Nomonde Calata: You’ll sometimes go sit down with your friends and talk something else, and all of a sudden you just become quiet. I will keep on asking myself, Why did he allow himself to be used, if he was used by somebody else, to kill our husband? Did they have wives and children then or were they just unmarried men or ..... I don’t know. Maybe they didn’t have wives and children.

DUTCH REFORM CHURCH, girls dance

Eric Taylor: 2 sons, 1 daughter. The eldest one is now 20 and then the younger one, the only daughter is only 4 now. In the end, I’ll have to tell her about it. She’s been asking me why I’m appearing on television, so, but it’s fortunate at this stage she doesn’t know what it’s all about.

CRADOCK CHURCH

Eric Taylor: You can’t live with this all your life. I just want to get it behind me and then, most important, is the fact that I would still like the families to one day forgive me.

Nomonde Calata: I mean I'm a human being. I'm just a person like him. I will also want to overcome this thing. I don't want to live with it my whole life.

00:41:01

MARKET VISUALS

Radio Report: It’s now 18 minutes past seven. South Africans are weeping, the raw pain and deep emotion at the Truth Commission hearings have brought tears to many eyes, black and white alike. Victims of Apartheid...

Glenda Wildschut: The decision to make this a public process, meant that the horrors of the past and the possiblities for nation building in the future, can not be ignored by any South African.

Jann Turner: Because of my own story, because my dad was killed here in 1978, I feel that the Truth Commission and the covering the events that are the subject of the Truth Commission is a personal mission of mine. I mean that's what it's about that's what this process is about, Truth Commission. It's about facing it, and it’s bloody sore, it’s opening up wounds, it entails a hell of a lot of energy, moreso thanI think many people realized, to come back to it ... But in the course of doing that, in the course of facing the past, you get ...you do get healing. There’s Maya Angelou wrote that poem, what did she write? History despite it's wrenching pain cannot be unlived but if faced with courage, need not be lived again. And that plays out in so many ways, in such a personal sense for me, facing it, I don't have to live through all that painful stuff anymore and it's obviously crucial in the much more, you know, big rhetorical political sense. We have to face this because we can't let it happen again.

00:43:02

MK FOOTAGE

Narration: After years of non-violent resistance to apartheid, ANC leaders including Nelson Mandela, established a military wing. Thousands of youths left the country to join what became known as MK - the Spear of the Nation.

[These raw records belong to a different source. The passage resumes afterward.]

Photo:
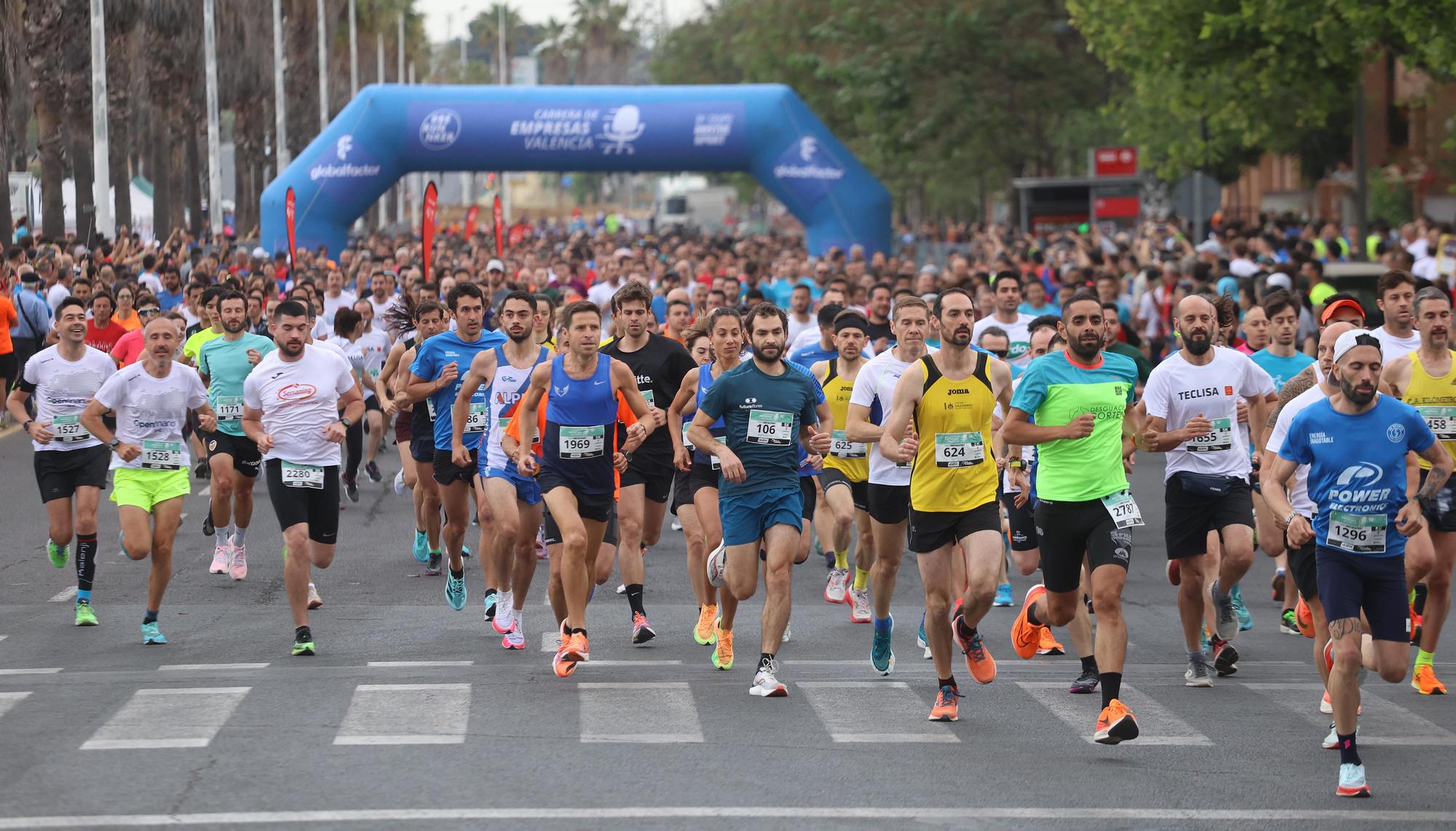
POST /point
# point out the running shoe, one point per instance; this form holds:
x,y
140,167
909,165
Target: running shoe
x,y
455,593
705,634
1423,679
836,586
151,634
1004,596
1116,725
716,565
1225,657
1049,644
882,657
946,707
643,631
1085,683
1227,622
1026,635
1352,782
221,557
1198,673
767,682
723,653
87,616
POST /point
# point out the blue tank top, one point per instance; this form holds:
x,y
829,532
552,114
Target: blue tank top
x,y
582,418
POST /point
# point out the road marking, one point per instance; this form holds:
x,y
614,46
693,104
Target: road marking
x,y
65,595
1157,724
205,667
407,715
1382,724
168,720
842,705
775,813
638,712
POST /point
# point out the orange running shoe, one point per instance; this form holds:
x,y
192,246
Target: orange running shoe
x,y
1426,683
1026,637
1116,725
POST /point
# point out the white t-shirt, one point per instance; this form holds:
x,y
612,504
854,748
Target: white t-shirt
x,y
63,389
876,383
1299,494
299,401
1394,347
151,414
1179,391
1017,333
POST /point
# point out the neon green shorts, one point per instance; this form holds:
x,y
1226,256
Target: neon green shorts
x,y
148,488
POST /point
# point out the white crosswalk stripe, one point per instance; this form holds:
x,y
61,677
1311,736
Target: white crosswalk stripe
x,y
177,718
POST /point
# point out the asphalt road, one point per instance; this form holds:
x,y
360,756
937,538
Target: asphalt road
x,y
413,714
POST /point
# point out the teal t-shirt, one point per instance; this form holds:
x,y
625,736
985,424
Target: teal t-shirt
x,y
225,363
762,416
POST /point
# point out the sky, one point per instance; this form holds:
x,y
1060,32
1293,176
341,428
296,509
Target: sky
x,y
443,15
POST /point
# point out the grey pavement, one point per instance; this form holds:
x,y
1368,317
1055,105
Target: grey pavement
x,y
222,727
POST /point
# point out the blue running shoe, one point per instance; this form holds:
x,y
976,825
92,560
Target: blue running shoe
x,y
1246,619
455,592
1004,596
880,654
151,634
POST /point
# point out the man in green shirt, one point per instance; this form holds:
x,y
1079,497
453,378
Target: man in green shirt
x,y
234,458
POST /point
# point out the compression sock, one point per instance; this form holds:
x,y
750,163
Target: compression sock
x,y
1112,686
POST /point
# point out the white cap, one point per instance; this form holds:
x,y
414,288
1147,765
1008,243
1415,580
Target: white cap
x,y
1349,341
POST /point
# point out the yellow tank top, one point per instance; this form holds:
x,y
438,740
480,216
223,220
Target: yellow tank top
x,y
1436,401
850,458
954,468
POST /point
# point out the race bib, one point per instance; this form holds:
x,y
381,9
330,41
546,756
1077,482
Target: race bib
x,y
845,449
1358,533
229,408
1123,510
583,442
1442,423
69,430
161,456
302,477
771,427
1218,439
959,449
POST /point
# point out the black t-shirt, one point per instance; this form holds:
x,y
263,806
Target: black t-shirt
x,y
659,366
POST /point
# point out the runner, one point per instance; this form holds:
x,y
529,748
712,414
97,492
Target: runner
x,y
659,365
950,398
292,411
436,376
1206,477
151,401
509,557
223,365
1356,446
1083,402
71,464
1425,379
576,472
768,407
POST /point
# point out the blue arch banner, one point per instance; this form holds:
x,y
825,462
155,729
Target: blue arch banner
x,y
767,130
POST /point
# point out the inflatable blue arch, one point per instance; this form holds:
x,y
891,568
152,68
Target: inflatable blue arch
x,y
767,130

Robert McBride: By 1985, I was already in the armed wing of the ANC. It was the most logical thing to do. There was no way non-violent protest would work. I was 22 years old. And all my life I’d been categorized in racial terms, either Black or Colored or even worse "non-White." But when I joined the ANC I became a South African. No one referred to me by any racial categorization. I was a South African and South African freedom fighter. Joining the MK, ANC the moralizing takes place then, before you enter. You’re given a week to think about it. That you might kill people and the fact that you will probably get killed yourself. So there was no turning back. I was prepared to give my life for the struggle.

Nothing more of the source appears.